対照群と比較して.PD患者は最大心拍数が高く.起立時の心拍数が速く.PR間隔が短い。 HRVは心拍数の自律神経支配を検出するために用いられ.HRVの低下は自律神経支配の低下を示す。 PD単独または冠動脈疾患単独の患者と比較して.PDを合併した冠動脈疾患患者は.日常生活条件下で交感神経調節機能が低下している。
  2.微小血管狭心症
  パニック発作時には.過呼吸.交感神経緊張の亢進.カテコールアミンの血中濃度の上昇.末梢抵抗の増加.心筋内の小動脈の痙攣が起こり.微小血管狭心症となる。 女性の非冠動脈性胸痛患者の約50%は心血管危険因子とは無関係の微小血管機能障害を有し.微小血管狭心症患者の40%はパニック発作を有し.PDは微小血管狭心症患者と同様の心電図を有している。
  3.冠動脈疾患。
  慢性的な不安は.特に男性において動脈硬化の発症を早める可能性があります。 不安が持続する患者は.対照群と比較して総頸動脈の内膜中膜厚(IMT)が有意に厚いことがわかった。 さらに.不安は凝固亢進状態と関連している。 健常者では.急性不安は凝固系と線溶系の両方を活性化するが.動脈硬化および内皮機能障害を有する患者では.急性不安によって誘導される凝固促進反応が線溶機構を上回り.凝固亢進状態になることがある。 慢性的な心理社会的ストレス(仕事のストレスや社会経済的地位の低さ)は.凝固促進因子(フィブリノゲンや凝固第VII因子)を増加させ.線溶を減少させる。フラミンガム研究(20年追跡)では.不安症状のある主婦は心筋梗塞や冠動脈イベントによる死亡率が著しく高いことが示されている。
  2.うつ病と心血管系疾患
  健常者を対象とした13の前向き研究(総サンプル数4,000以上.平均追跡期間10年)により.うつ病は従来の心血管疾患危険因子に匹敵する.心血管疾患の有病率と死亡率に関連する独立危険因子であることが示された。また.最近心筋梗塞の診断を受けた患者約4,000人を対象に.平均12ヵ月間にわたる11件の前向き研究 追跡調査の結果.最近の心筋梗塞患者では.大うつ病の有病率が16〜20%.うつ病症状の発生率が17〜47%であることがわかった。 うつ病は.心血管疾患の予後に影響を与え.心血管イベントの発生率を増加させる可能性があります。 ある研究では.うつ病を併発した急性心筋梗塞患者は.うつ病を併発しなかった心筋梗塞患者に比べ.発病後6ヶ月および18ヶ月の死亡率がそれぞれ3.1倍および3.6倍高かったと報告されている[18.19]。
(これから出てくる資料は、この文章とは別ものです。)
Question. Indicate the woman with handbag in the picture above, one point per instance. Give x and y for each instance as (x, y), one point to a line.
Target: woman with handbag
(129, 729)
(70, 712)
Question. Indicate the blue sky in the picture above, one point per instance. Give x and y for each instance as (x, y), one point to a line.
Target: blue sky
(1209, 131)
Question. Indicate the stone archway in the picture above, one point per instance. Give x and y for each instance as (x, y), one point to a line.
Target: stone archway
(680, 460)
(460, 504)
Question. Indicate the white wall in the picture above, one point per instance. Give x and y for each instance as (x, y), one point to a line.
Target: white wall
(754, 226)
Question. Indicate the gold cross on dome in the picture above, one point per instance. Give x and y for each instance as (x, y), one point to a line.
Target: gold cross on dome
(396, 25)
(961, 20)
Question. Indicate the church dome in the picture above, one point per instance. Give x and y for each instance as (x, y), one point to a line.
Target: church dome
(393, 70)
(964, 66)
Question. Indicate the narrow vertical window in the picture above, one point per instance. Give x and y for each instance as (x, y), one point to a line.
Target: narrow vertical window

  そのメカニズムには.次のような要因が関係していると考えられます。
  (1)うつ病は.血小板の活性または凝集を増加させる。 うつ病に罹患している心血管患者は.うつ病を併発していない対照群や心血管患者単独に比べ.血小板因子4(PF4)とβ-トロンボグロブリン(βCTG)が有意に高いことが研究で示されている[17]。
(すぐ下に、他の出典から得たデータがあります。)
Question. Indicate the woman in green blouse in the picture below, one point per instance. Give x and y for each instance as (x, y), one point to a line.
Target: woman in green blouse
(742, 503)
  (2) うつ病は.心臓の随伴リズムを変化させ.心拍の変動を減少させる。
  (3)うつ病患者では.治療や生活習慣の改善に関するアドバイスへのアドヒアランスが低下している。
  3)高血圧性疾患と不安
  時間的切迫感や敵意は5年後の高血圧発症率と高い相関があることが前向き研究により示されているが[20].不安と高血圧の相関に関する知見は一貫していない。 臨床的には.原因不明の急激な血圧の上昇や下降.あるいは高血圧の患者さんが薬を飲んでいて血圧のコントロールが難しくなり.適切な原因が見つからない場合.しばしば気分障害と関連づけられることがあります。 病歴を聴取する際.患者さんは睡眠障害を併発している可能性が高く.心理的葛藤を引き起こした否定的なライフイベントを尋ねられることも少なくありません。
  4.循環器疾患における不安・うつ病の治療と安全性
  不安や抑うつは.循環器疾患の発症や予後に重大な影響を与えるため.患者の仕事や生活.社会経済に大きな負担をかけることから.循環器疾患と合併する不安や抑うつは積極的に治療すべきとの基本的なコンセンサスができていますが.一般病院では.薬剤選択が明確でない医師が相当数おり.その使用方法はかなり混乱しているのが現状です。 ベンゾジアゼピン系薬剤(アルプラゾラム.ロラゼパム.クロナゼパムなど)は.不安の緩和.パニック発作の頻度の減少.睡眠の改善.冠動脈疾患を併発した患者における狭心症のニトログリセリンの投与量減少などに有効です。 ただし.認知機能障害.薬理学的抑制.姿勢低血圧を引き起こすリスクがあるため
  以上のことから.循環器疾患患者は不安やうつ病のリスクが高く.不安やうつ病が重なると.循環器疾患患者の予後が著しく悪くなることがわかりました。 不安抑圧状態を早期に正しく把握し.安全かつ有効な薬剤を選択することは.抗血小板薬やスタチンに勝るとも劣らない心血管疾患の治療における重要な施策であり.心血管疾患のリハビリテーションや二次予防の一環として.心血管患者の不安抑圧状態に一層の注意を払うことが求められているのである。